Now I'm trying to write a program to extract stack traces from the minidumps, using dbghelp.dll. I'm walking the MINIDUMP_MODULE_LIST and call SymLoadModule64, but this fails to download the pdbs (kernel32 etc.) from the public symbol server. If I add "C:\Windows\System32" to the symbol path it finds the dlls and downloads the symbols, but of course they don't match the dlls from the minidump, so the results are useless.
So how do I tell dbghelp.dll to download and use the proper pdbs?
[edit]
I forgot to state that SymLoadModule64 only takes a filename and no version/checksum information, so obviously with SymLoadModule64 alone it's impossible for dbghelp to figure out which pdb to download.
The information is actually available in the MINIDUMP_MODULE_LIST but I don't know how to pass it back to the dbghelp API.

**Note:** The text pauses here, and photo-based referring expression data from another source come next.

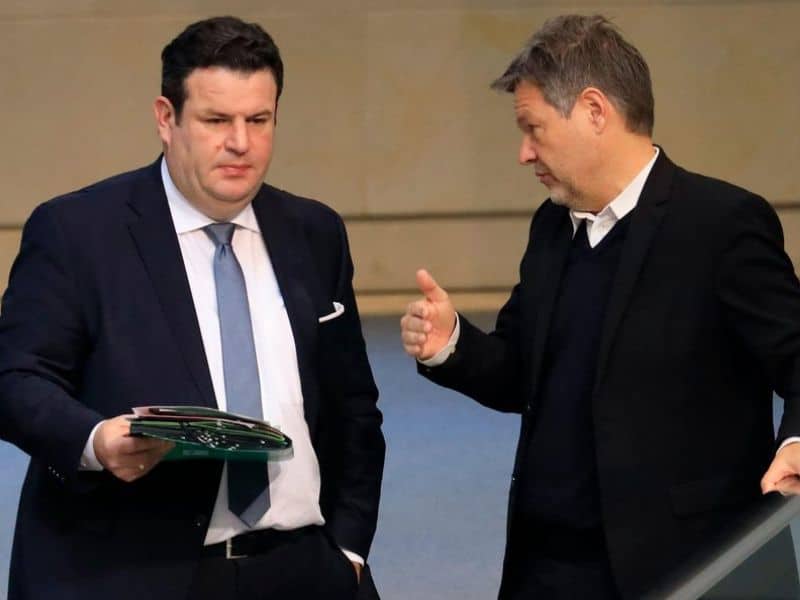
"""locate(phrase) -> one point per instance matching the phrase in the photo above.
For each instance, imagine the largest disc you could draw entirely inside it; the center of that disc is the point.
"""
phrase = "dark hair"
(572, 52)
(217, 42)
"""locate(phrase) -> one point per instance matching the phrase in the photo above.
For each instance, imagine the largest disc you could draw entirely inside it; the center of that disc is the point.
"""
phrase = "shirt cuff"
(440, 357)
(787, 441)
(353, 556)
(89, 460)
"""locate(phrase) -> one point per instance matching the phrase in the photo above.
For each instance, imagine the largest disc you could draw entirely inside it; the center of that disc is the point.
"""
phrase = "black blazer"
(98, 318)
(703, 323)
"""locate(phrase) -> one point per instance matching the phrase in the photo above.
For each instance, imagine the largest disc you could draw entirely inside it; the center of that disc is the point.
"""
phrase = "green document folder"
(200, 432)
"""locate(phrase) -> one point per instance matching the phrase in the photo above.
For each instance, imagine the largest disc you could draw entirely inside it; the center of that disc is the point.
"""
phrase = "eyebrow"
(215, 113)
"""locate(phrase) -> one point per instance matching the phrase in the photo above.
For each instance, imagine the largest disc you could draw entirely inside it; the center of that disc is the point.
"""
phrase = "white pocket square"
(338, 311)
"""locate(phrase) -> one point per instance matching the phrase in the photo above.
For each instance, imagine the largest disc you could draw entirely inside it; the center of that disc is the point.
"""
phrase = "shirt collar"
(624, 203)
(187, 218)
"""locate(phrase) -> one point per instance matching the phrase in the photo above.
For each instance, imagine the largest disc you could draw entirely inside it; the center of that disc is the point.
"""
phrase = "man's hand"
(128, 458)
(428, 323)
(783, 474)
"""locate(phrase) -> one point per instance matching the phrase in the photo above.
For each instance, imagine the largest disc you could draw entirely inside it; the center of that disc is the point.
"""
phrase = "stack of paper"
(201, 432)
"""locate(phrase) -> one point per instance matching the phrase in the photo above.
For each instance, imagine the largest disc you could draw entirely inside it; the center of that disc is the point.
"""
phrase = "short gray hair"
(572, 52)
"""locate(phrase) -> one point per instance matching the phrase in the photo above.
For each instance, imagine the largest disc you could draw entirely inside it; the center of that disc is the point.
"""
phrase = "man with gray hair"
(655, 314)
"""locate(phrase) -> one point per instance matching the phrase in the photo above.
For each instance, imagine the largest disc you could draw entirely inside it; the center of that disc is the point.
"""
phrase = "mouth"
(234, 170)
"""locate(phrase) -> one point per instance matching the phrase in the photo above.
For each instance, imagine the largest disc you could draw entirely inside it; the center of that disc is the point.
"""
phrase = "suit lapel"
(154, 235)
(645, 221)
(546, 278)
(297, 280)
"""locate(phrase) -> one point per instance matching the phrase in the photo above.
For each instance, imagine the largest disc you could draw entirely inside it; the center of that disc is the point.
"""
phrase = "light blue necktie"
(248, 482)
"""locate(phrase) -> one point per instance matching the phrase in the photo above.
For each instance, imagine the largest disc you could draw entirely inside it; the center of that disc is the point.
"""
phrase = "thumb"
(774, 475)
(429, 288)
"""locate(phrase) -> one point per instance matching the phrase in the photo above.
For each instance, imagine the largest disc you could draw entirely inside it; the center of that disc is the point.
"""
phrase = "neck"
(622, 162)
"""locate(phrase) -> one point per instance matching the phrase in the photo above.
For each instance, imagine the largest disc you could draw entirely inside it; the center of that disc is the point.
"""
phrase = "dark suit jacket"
(98, 318)
(703, 323)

There is SymLoadModuleEx which takes additional parameters, but I have no idea if that's what I need or what I should pass for the additional parameters.
[edit]
No luck so far, though I've noticed there's also dbgeng.dll distributed together with dbghelp.dll in the debugging SDK. MSDN looks quite well documented and says it's the same engine as windbg uses. Maybe I can use that to extract the stack traces.
If anyone can point me to some introduction to using dbgeng.dll to process minidumps that would probably help too, as the MSDN documents only the individual components but not how they work together.

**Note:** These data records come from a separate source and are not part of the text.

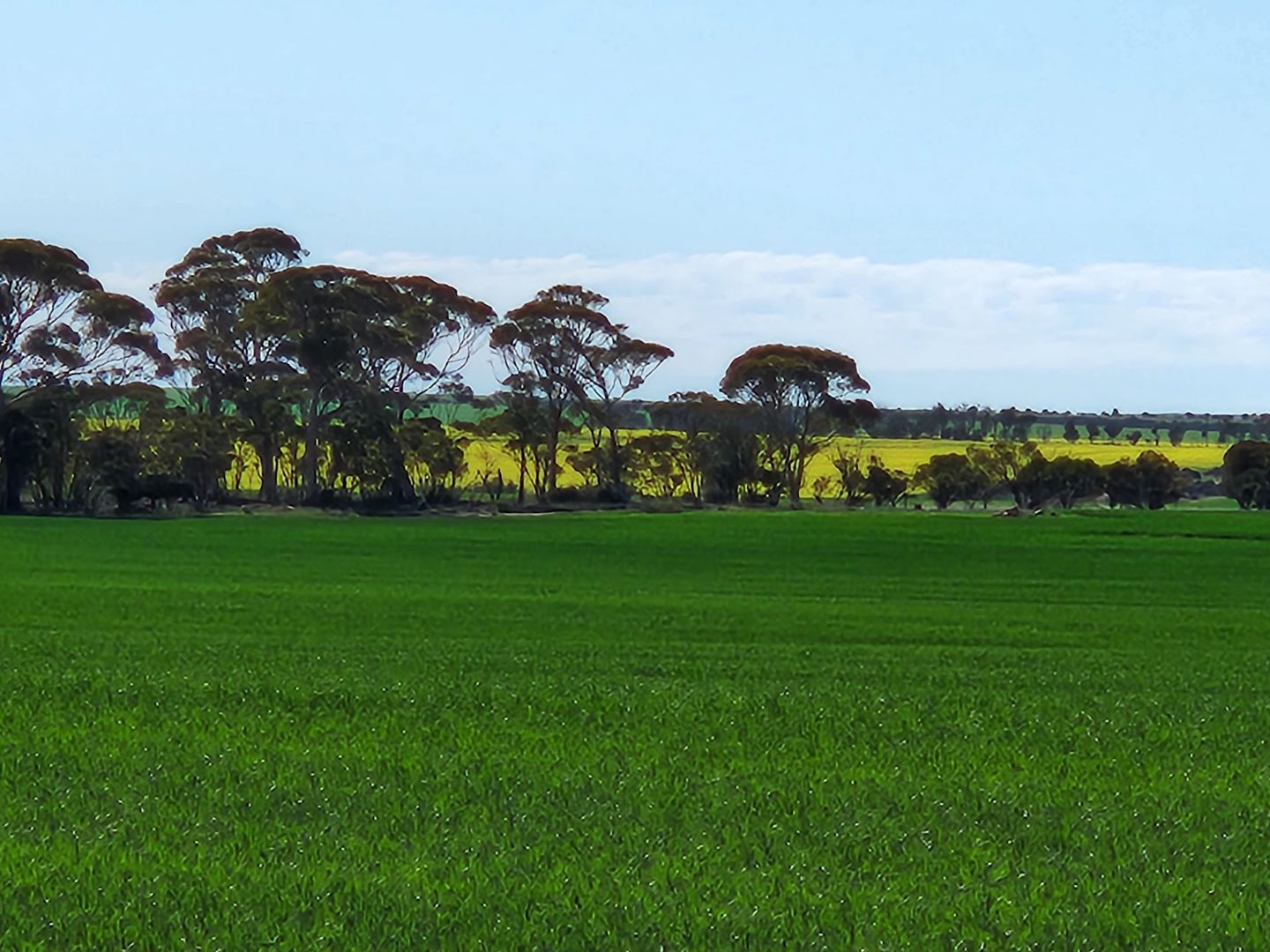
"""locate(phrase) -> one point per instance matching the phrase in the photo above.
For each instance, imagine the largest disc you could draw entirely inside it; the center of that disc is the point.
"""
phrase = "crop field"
(485, 456)
(718, 729)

Just in case anyone else wants to automate extracting stack traces from dumps, here's what I ended up doing:
Like I mentioned in the update it's possible to use dbgeng.dll instead of dbghelp.dll, which seems to be the same engine WinDbg uses. After some trial and error here's how to get a good stack trace with the same symbol loading mechanism as WinDbg.
call DebugCreate to get an instance of the debug engine
query for IDebugClient4, IDebugControl4, IDebugSymbols3
use IDebugSymbols3.SetSymbolOptions to configure how symbols are loaded (see MSDN for the options WinDbg uses)
use IDebugSymbols3.SetSymbolPath to set the symbol path like you would do in WinDbg
use IDebugClient4.OpenDumpFileWide to open the dump
use IDebugControl4.WaitForEvent to wait until the dump is loaded
use IDebugSymbols3.SetScopeFromStoredEvent to select the exception stored in the dump
use IDebugControl4.GetStackTrace to fetch the last few stack frames
use IDebugClient4.SetOutputCallbacks to register a listener receiving the decoded stack trace
use IDebugControl4.OutputStackTrace to process the stack frames
use IDebugClient4.SetOutputCallbacks to unregister the callback
release the interfaces
The call to WaitForEvent seems to be important because without it the following calls fail to extract the stack trace.
Also there still seems to be some memory leak in there, can't tell if it's me not cleaning up properly or something internal to dbgeng.dll, but I can just restart the process every 20 dumps or so, so I didn't investigate more.
An easy way to automate the analysis of multiple minidump files is to use the scripts written by John Robbins in his article "Automating Analyzing Tons Of Minidump Files With WinDBG And PowerShell" (you can grab the code on GitHub).
This is easy to tweak to have it perform whatever WinDbg commands you'd like it to, if the default setup is not sufficient.